Ja und nein. Es stimmt, dass es mehr als ausreichend Basis dafür gibt, dass DIE LINKE in den meisten Fragen geschlossen agiert, zumindest was die Bundespolitik angeht. Ich halte besonders eine kämpferische und rebellische Umsetzung der Kampagnen zu den Themen Pflege und Wohnen für entscheidend. Hier geht es darum, das die Partei sich mit den kämpfenden Krankenhausbelegschaften verbindet und Teil der vielen Mieterbewegungen wird. Aber nicht nur Teil davon wird, sondern Motor und treibende Kraft, mit Vorschlägen für Kampfstrategien, Hilfestellungen dabei verschiedene Bewegungen und Kämpfe zu verbinden und ihnen einen politischen, einen antikapitalistischen, Ausdruck zu geben. Dass die Forderung nach der Verstaatlichung der Immobilienkonzerne aufgestellt wird, ist hier wichtig. Aber es geht um mehr als Forderungen, es geht darum, Kämpfe zu organisieren.

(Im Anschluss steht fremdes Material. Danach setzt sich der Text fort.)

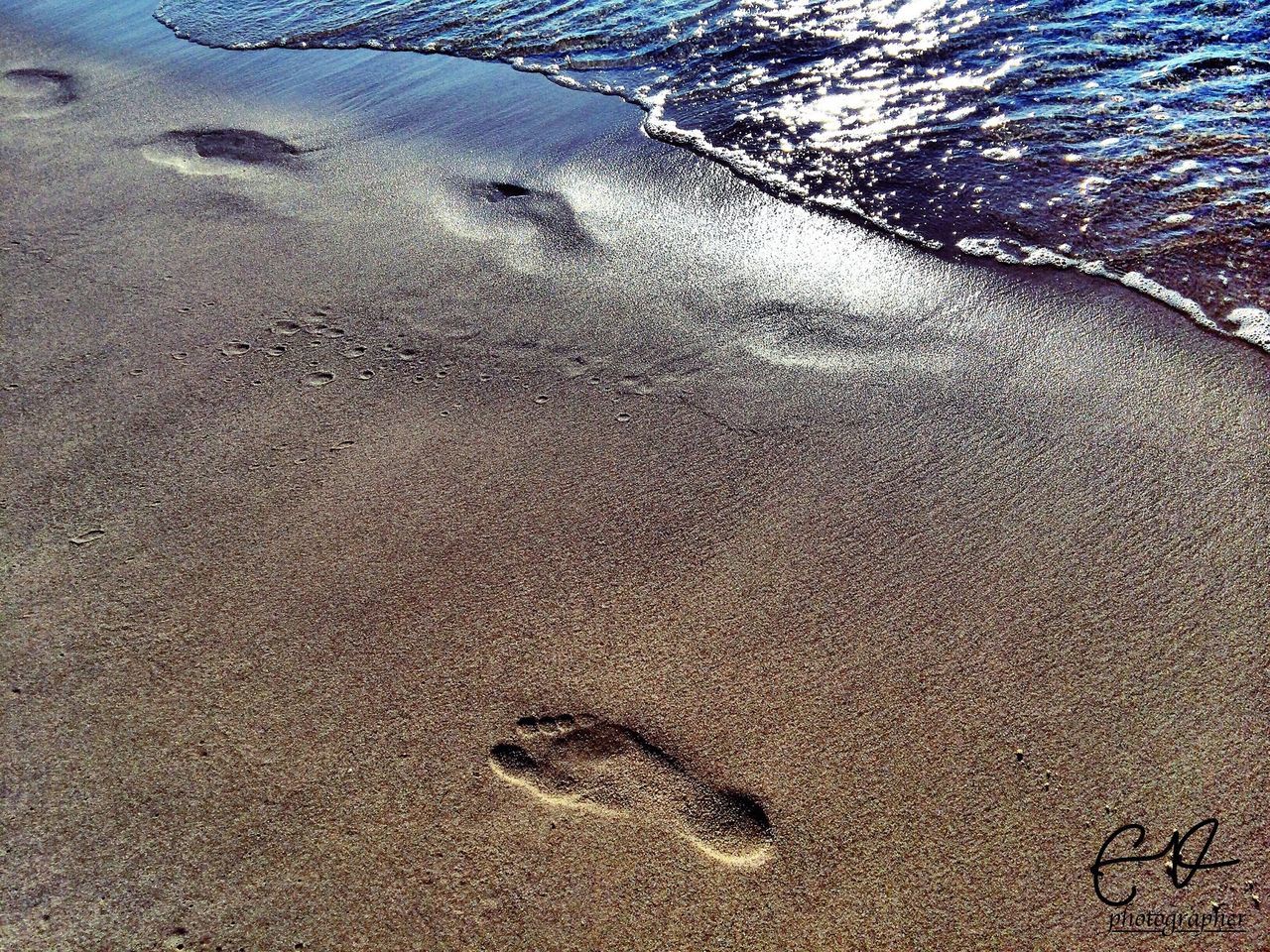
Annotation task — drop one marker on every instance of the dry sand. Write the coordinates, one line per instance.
(426, 538)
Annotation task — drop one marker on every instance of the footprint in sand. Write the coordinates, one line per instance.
(37, 90)
(540, 222)
(220, 151)
(608, 770)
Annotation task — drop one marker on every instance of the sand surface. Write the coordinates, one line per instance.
(449, 521)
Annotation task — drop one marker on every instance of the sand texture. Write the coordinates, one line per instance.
(498, 531)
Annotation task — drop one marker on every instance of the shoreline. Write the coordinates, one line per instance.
(356, 414)
(391, 93)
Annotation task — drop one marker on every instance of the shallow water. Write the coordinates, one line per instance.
(1127, 139)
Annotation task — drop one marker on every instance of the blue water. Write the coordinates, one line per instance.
(1127, 137)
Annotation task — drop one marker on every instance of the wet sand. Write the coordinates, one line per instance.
(441, 518)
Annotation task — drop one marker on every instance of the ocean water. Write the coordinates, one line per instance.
(1125, 137)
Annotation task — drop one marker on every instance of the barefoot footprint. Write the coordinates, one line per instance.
(608, 770)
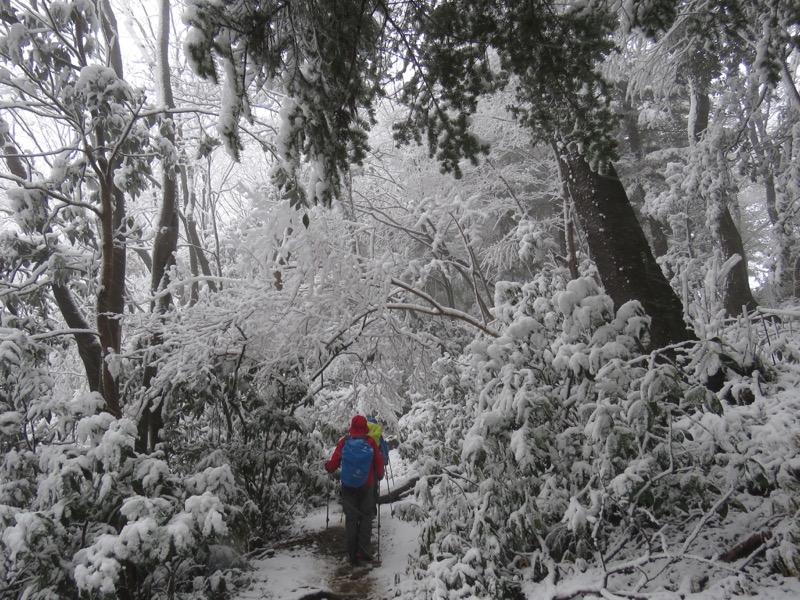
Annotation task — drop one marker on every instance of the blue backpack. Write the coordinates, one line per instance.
(357, 457)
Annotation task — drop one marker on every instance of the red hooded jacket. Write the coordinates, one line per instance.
(359, 428)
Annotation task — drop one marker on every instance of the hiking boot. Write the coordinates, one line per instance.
(367, 558)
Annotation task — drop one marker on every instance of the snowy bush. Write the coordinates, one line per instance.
(82, 514)
(223, 413)
(561, 448)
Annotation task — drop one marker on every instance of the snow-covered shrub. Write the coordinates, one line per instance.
(82, 514)
(253, 423)
(562, 448)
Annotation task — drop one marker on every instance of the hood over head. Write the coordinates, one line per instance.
(358, 426)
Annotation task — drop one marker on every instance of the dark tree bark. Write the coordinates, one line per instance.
(88, 346)
(111, 297)
(620, 250)
(738, 296)
(151, 419)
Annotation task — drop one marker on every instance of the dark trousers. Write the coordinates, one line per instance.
(358, 506)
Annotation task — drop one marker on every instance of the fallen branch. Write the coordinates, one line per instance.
(399, 492)
(747, 547)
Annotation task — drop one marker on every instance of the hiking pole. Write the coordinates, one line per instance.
(389, 495)
(328, 503)
(379, 528)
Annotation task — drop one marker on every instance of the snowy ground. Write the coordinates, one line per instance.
(311, 563)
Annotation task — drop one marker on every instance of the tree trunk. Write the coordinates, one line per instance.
(737, 293)
(88, 347)
(111, 297)
(151, 419)
(738, 297)
(620, 250)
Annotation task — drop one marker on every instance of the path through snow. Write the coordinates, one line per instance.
(311, 564)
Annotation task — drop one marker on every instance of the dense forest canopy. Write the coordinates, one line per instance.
(551, 245)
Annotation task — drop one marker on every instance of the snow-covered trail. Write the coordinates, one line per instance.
(311, 563)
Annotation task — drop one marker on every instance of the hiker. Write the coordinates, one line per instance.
(362, 466)
(376, 433)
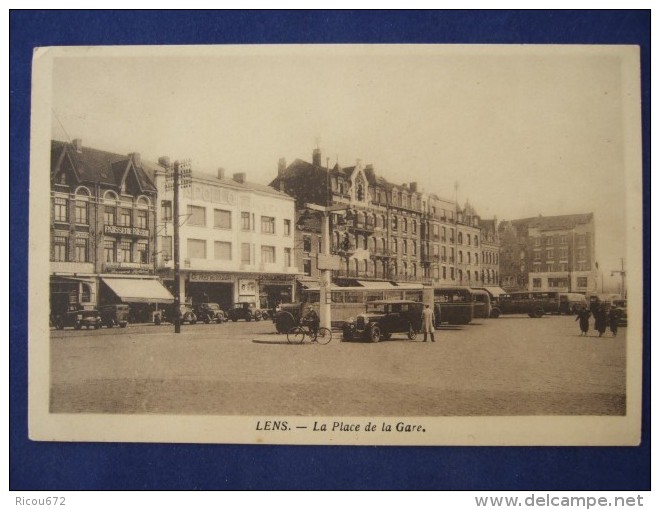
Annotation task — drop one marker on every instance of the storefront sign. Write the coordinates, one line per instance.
(127, 268)
(247, 287)
(207, 193)
(211, 277)
(127, 231)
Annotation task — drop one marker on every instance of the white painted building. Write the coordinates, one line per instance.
(236, 240)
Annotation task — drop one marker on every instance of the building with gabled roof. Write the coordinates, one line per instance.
(102, 229)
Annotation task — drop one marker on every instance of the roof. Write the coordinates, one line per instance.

Hier besteht aber leider die Gefahr, dass DIE LINKE in den Landesregierungen, aber auch in manchen Kommunalregierungen, eher Bremse als Motor wird. Die Berliner LINKE befindet sich gerade auf einem Höhenflug und beim Parteitag wurde gesagt, sie verbinde „Regieren mit Bewegung“. Es ist eine Illusion, dass das dauerhaft möglich ist. Der geplante Einstieg in die Privatisierung von Schulgebäuden in der Hauptstadt oder die Tatsache, dass einer Beibehaltung der so genannten „Berliner Linie“ bei Hausbesetzungen (Räumung innerhalb von 24 Stunden) zugestimmt wurde, sind Hinweise darauf, dass Konflikte zwischen einer LINKEN als Regierungspartei und sozialen Bewegungen vorprogrammiert sind.

Ob es nun fünf Prozent oder mehr Differenzen gibt, ist nicht zu beziffern. Die Meinungsverschiedenheit in der Migrationsfrage wiegt aber so schwer, weil sie ans Eingemachte, ans Selbstverständnis einer sozialistischen Partei geht. Eine Klärung in der Frage wurde hinsichtlich der Position meiner Meinung nach eigentlich vom Parteitag erreicht, gleichzeitig wurde aber beschlossen, die Debatte fortzusetzen, aber nicht über die Massenmedien. In diese Debatte muss sich die Parteilinke massiv einbringen und für eine internationalistische und sozialistische Migrationspolitik streiten.

Interview mit Sascha Staničić, Delegierter beim Bundespatreitag der LINKEN für die BAG Antikapitalistische Linke (AKL) und Bundessprecher der SAV.